China’s Canton Fair highlights changing nature of nation’s manufacturing industry amid US trade war
- Tariff war launched by US President Donald Trump in June 2018 accelerated changes in China’s manufacturing and export industries that were already under way
- Some 200,000 potential buyers will still visit 60,767 exhibition booths in Guangzhou during the three week fair as China hangs onto its manufacturing role

When US President Donald Trump imposed tariffs on the first batch of imports from China in June 2018, a move which led to the start of the trade war between the world’s two largest economies, Chinese researchers put on a brave face, arguing that the levies would only have a marginal impact on exports and, therefore, on the overall economy.
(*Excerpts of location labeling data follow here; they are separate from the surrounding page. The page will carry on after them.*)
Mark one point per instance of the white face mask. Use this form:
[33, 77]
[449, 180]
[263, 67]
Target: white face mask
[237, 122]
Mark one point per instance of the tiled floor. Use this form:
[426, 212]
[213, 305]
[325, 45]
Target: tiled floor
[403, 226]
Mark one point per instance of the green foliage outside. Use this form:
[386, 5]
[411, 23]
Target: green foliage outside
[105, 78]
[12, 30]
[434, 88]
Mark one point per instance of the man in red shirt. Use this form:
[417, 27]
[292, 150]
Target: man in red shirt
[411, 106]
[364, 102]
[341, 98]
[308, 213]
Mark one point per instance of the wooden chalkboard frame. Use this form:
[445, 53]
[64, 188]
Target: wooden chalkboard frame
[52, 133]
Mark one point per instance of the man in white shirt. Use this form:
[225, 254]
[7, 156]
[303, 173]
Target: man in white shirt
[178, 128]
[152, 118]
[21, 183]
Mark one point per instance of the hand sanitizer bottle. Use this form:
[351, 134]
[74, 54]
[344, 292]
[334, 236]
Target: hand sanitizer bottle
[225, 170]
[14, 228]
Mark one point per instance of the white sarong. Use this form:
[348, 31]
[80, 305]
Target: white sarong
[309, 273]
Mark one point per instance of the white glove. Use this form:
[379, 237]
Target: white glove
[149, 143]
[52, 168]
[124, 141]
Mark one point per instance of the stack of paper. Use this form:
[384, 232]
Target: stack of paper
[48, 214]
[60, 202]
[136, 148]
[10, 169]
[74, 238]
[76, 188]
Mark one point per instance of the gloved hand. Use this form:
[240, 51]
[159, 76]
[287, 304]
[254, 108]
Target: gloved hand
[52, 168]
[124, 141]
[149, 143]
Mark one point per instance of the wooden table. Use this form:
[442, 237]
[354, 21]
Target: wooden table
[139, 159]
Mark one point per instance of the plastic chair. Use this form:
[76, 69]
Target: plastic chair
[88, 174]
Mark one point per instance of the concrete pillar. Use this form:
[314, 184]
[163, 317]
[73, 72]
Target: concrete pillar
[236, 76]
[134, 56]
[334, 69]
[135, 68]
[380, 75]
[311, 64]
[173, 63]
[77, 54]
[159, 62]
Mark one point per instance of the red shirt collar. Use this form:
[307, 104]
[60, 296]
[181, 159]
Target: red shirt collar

That optimism was supported by facts. Among China’s total exports of US$2.3 trillion in 2017, shipments bound for the United States accounted for 19 per cent, suggesting that they played only a marginal role in supporting Chinese economic growth. Wei Jianguo, a former vice-minister at the Ministry of Commerce responsible for foreign trade, even suggested in late 2018 that Africa could replace the US to become China’s top export market by 2023.

But that observation does little to ease the increasing pain of the exhibitors of mostly low-end products at the Canton Fair, China’s oldest and largest export exhibition, which started last week in the southern city of Guangzhou.